Man was created to bear the likeness of his maker: “Let Us make man in Our image, according to Our likeness” (Genesis 1:26). The two phrases (“in Our image” and “according to Our likeness”) are parallel expressions. The second merely repeats the first in different but synonymous terms.
Don’t imagine that there is a vital distinction between the “image” of God and His “likeness”—as if one expression spoke of spiritual similarities between God and men and the other designated a physical likeness. Some commentators have mistakenly assumed that the coupled expressions have that sort of dual significance, but there is no distinction in the Hebrew language. These are parallel terms. In fact, the repetition is for emphasis. This sort of parallelism is a very common and typical construction in Hebrew. It is used for emphasis, not to make a contrast. And in this case, the parallelism is used to underscore the great importance of this truth: Man was created in the likeness of God.

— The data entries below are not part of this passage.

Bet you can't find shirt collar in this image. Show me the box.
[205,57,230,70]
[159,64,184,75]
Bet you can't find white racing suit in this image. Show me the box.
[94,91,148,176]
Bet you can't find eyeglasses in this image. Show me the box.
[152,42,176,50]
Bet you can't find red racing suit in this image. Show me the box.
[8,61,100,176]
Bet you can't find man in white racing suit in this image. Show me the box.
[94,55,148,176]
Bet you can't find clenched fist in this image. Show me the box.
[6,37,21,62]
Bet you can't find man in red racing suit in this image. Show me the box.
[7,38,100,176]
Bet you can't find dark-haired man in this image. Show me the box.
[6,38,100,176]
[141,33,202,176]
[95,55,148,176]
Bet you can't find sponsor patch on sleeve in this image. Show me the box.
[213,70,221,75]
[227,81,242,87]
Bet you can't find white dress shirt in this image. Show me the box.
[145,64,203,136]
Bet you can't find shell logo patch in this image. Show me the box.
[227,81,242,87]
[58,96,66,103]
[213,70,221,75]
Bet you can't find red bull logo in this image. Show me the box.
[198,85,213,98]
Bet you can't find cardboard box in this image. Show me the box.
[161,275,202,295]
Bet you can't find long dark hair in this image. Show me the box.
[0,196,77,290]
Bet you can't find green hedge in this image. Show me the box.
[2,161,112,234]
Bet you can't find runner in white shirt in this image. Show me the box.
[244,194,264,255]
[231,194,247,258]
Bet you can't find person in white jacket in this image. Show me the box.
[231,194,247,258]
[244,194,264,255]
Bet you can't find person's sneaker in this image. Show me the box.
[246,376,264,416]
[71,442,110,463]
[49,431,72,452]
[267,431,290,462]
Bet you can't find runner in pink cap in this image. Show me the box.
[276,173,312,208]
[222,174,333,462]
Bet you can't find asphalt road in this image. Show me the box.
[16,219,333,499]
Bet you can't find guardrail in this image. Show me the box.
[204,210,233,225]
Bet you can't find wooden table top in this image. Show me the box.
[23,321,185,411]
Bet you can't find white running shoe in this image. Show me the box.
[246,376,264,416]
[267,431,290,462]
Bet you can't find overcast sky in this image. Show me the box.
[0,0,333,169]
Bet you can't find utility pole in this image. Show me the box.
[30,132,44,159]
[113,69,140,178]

What does that mean? Before we explore that question, consider the fact that whatever it means, it is something ineffably high and lofty. It is not a state into which lower creatures can evolve. This is not something that can be gained by a random mutation in the genetic code. It is not something that was brought about by a deviation in some higher primate’s DNA. It is, after all, the very thing that makes humanity different from every other created animal. It is what defines the human being’s unique identity. It is the whole reason God took such a personal interest in the creation of this particular species. It explains why the Bible places so much stress on the fact of God’s hands–on creation of Adam. He fashioned this creature in a special way—to bear the stamp of His own likeness. Man was made in the image of God. That sets him apart from every other creature in the physical universe.
What is the image of God? The Hebrew word for “image,” tselem, comes from a root that speaks of carving. It is the same word used to speak of graven images (Exodus 20:4). It almost seems to convey the idea that man was carved into the shape of God. It suggests that God was, in essence, the pattern for the personhood of man. That is not true of anything else in the space–time universe.
Clearly, because the image of God is unique to humanity, it must describe some aspect of human nature that is not shared by animals. Therefore this cannot speak primarily of man’s appearance or biological makeup. We do, in fact, have many biological features that are common to other animal creatures. Naturally, because we share the same environment, it is reasonable to expect that we would have many biological and physiological characteristics in common with animals. And we do. Our internal organs work in similar ways, in many cases our skeletal structure has strong similarities, and even the way we look on the outside bears a clear similarity to some of the primates. If “the image of God” were a reference to the way we are constructed corporeally—if this meant to suggest that we bear a physical resemblance to the maker—then it would probably also be accurate to suggest that even chimpanzees have some likeness to God.
But this quite clearly is not a reference to the material part of man. It isn’t talking about biology or physiology. It certainly isn’t a reference to the way we look as creatures made of flesh and bone. After all, “God is spirit” (John 4:24). And “a spirit does not have flesh and bones” (Luke 24:39).
Clearly this deals primarily with man’s spiritual attributes—our self-consciousness, our moral consciousness, and our consciousness of others—especially our consciousness of God Himself. (Animals are conscious, but they are not self–conscious, morally aware, or able to have a truly personal relationship.)
Before the image of God in man was marred by sin, Adam shared in a pure and undefiled way all the communicable attributes of God (those qualities of the divine nature that are capable of being reflected in creatures). These include holiness, wisdom, goodness, truth, love, grace, mercy, longsuffering, and righteousness. The image of God in man still includes certain characteristics that mirror some of the virtues of God reflected in creation—such as an appreciation for beauty, creative abilities, and a love of diversity. Of course, it must therefore include our rational faculties as well. For example, the divine image surely encompasses our ability to understand abstract principles—especially moral concepts like justice, righteousness, holiness, truth, and goodness. And the divine likeness in man therefore seems to include the higher aspects of our intellect and ability to reason and solve problems, and emotions such as sorrow, zeal, anger, delight, and joy (all of which can be observed in their perfection in various dispositions Scripture says belong to God).
But above all, the image of God can be summed up by the word personhood. We are persons. Our lives involve relationships. We are capable of fellowship. We are able to love other persons in a godlike sense: We understand communion. We have an amazing capacity for language. We have conversations. We know what it is to share thoughts, convey and discern attitudes, give and take friendship, perceive a sense of brotherhood, communicate ideas, and participate in experiences with others. Animals cannot do those things in the same sense that people can.
That is why when God created man, He immediately said that it was not good for man to be alone. The image of God is personhood, and personhood can function only in the context of relationships. Man’s capacity for intimate personal relationships needs fulfillment. And God graciously designed us to find ultimate fulfillment in Himself.